Firstly, let me say that I am always impressed by the world-building that is done by fantasy authors. I can’t fathom the amount of time and attention that is involved in creating maps and new words and regional dialects and family trees (etc, etc) in these books. This book is certainly no exception. It traces the first 150 or so years of the Targaryen dynasty in Westeros, beginning with Aegon the Conqueror and his sisters/wives. It is written in the form of an historical text and sourced by contemporaneous writings of scholars or clergy (or in several instances pornographic memoirs). It gives background for the books that have preceded it and is written in extreme detail.
But.
It is hard to see this book as much more than a stall. It feels like GRRM has either written himself in to a corner with the GOT books or really doesn’t know where to take them from here, and so he instead puts out content that is in the same (well-developed) world he has been writing in but that won’t effect events going forward. Bits of the writing were brilliant, and then there were bizarre touches that take you out of the story altogether. Come for the dragons, stay for the prominent family all named after Sesame Street characters! Or the Every-Eligible-Maiden plot from Cinderella! Did you think the incest favored by the Targaryens was just part of a desire to keep their blood pure? Nope! Let several sets of pre-teen siblings bawdily explain to their parents and courtiers how incest is best!

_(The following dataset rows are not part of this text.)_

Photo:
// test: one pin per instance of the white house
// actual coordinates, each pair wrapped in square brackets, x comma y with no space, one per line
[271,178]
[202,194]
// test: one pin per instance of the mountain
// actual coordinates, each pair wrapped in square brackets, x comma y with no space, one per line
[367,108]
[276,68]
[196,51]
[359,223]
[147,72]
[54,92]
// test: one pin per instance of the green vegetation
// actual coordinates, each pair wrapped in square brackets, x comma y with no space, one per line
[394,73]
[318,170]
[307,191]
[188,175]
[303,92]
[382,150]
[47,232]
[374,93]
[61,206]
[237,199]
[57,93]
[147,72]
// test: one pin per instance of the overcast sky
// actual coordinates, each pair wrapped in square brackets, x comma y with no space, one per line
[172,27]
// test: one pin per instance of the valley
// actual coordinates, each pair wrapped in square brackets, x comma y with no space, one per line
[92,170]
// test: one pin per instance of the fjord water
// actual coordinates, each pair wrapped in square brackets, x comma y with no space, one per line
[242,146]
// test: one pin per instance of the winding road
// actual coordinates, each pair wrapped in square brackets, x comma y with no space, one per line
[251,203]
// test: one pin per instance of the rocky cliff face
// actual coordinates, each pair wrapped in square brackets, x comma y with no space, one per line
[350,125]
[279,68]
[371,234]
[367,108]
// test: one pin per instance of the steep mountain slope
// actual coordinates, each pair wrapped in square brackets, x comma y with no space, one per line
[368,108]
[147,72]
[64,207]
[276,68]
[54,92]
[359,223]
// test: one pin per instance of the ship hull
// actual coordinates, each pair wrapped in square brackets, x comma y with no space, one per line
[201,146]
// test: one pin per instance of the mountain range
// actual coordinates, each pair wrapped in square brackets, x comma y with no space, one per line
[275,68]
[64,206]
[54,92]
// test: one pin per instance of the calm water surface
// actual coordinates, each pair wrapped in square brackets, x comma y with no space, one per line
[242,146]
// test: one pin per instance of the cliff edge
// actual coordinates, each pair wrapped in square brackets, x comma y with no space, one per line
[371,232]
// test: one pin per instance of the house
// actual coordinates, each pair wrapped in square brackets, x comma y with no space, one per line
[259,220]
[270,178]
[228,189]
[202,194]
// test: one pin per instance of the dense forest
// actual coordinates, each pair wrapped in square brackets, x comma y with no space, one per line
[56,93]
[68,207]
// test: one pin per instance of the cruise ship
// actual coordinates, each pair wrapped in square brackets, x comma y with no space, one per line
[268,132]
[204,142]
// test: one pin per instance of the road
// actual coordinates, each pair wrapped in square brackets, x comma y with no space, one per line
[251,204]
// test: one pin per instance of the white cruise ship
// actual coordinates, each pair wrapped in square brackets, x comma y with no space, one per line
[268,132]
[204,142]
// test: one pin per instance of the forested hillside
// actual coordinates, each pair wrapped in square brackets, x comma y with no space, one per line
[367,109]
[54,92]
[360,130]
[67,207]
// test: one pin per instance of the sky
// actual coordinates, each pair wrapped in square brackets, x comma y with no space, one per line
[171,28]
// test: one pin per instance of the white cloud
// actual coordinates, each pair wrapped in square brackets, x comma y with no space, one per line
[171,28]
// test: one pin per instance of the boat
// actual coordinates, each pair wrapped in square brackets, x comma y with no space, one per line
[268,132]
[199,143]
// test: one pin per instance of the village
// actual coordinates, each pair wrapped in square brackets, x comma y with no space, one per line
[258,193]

One thing I did appreciate about this book was that it eliminated long descriptions of meals. Food was definitely mentioned, but it wasn’t several pages at a time of eel and lamprey pies and the smell of onions on a character’s beard. I did miss the first-person perspective of the GOT books, though.
There is plenty to like here, and a fair amount to pick apart. The worst bit, though? It wasn’t until I finished ALL 706 PAGES that I realized that this is THE FIRST IN A SERIES. I should have known.